You are viewing a plain text version of this content. The canonical link for it is here.
Posted to user@hbase.apache.org by Sam Seigal <se...@yahoo.com> on 2011/08/17 03:27:41 UTC

operational overhead for HBase

Hi All,

I had a question about the operational overhead of maintaining HBase in
production. Would someone care to share their experiences ? We have a team
of 3 DBAs dedicated to maintaining our Oracle cluster. I am curious to know
if we would need the same for HBase.

I am talking of a small cluster of 7-8 machines handling around 150 million
transactions per hour for the initial rollout.

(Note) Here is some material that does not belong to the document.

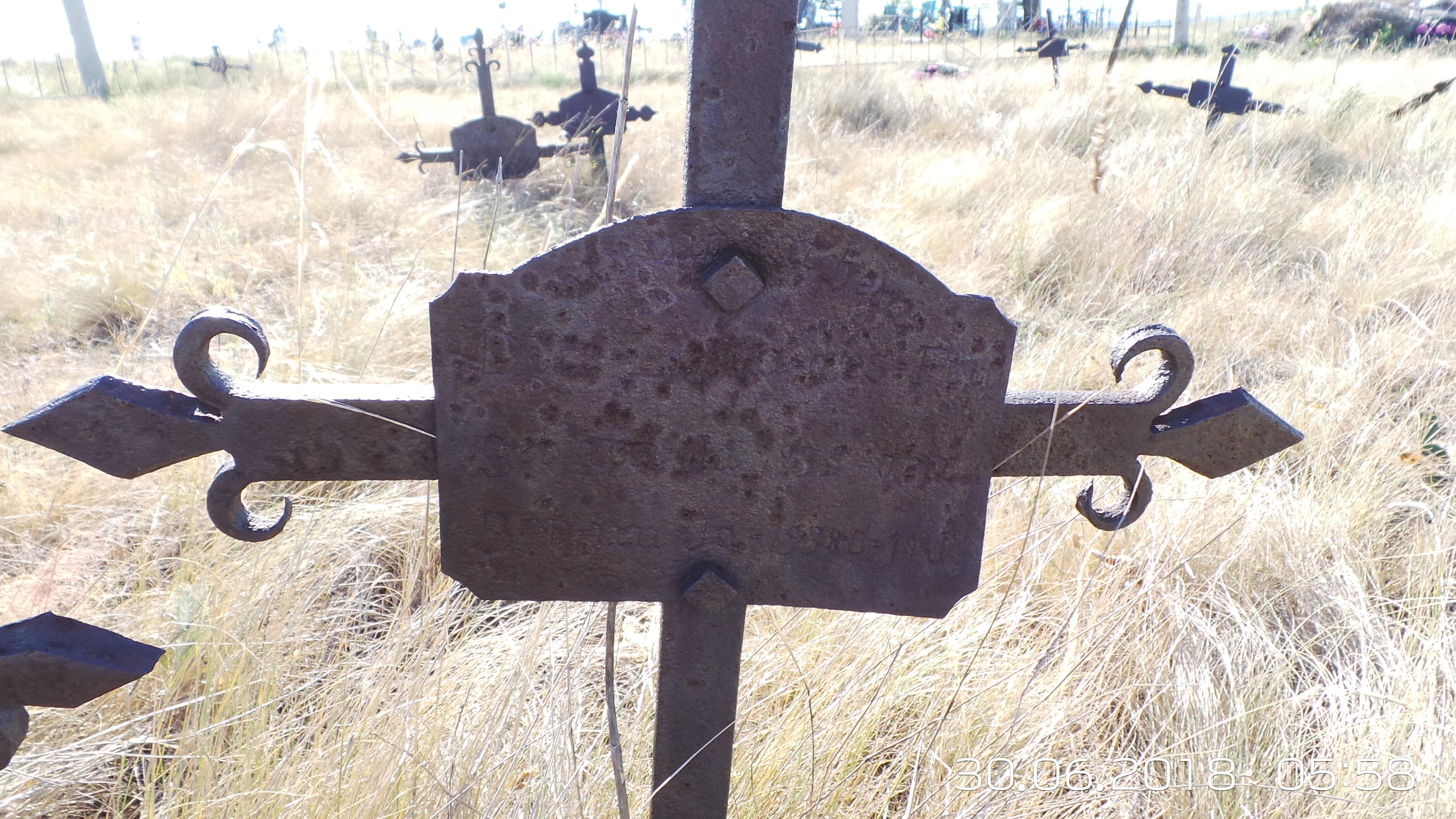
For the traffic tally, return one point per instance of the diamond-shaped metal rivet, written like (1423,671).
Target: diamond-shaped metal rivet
(710,591)
(733,283)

What are some of the common operational/maintenance tasks associated
with maintaining a cluster of that size ? How much developer time goes into
this once the cluster is up and running ?

It would be extremely beneficial to hear some thoughts/experiences.

Thank you,

Sam

Re: operational overhead for HBase

Posted by Jean-Daniel Cryans <jd...@apache.org>.
I'm obviously not in a good position to answer since I've been a
committer since 2008, but my experience if you can somehow relate is
the following:

At StumbleUpon we have 2 committers on staff (including me, oh and
we're looking to hire a third one if anyone is interested). We've been
using HBase in production since early 2009 so our clusters have been
through multiple upgrades of both software and hardware.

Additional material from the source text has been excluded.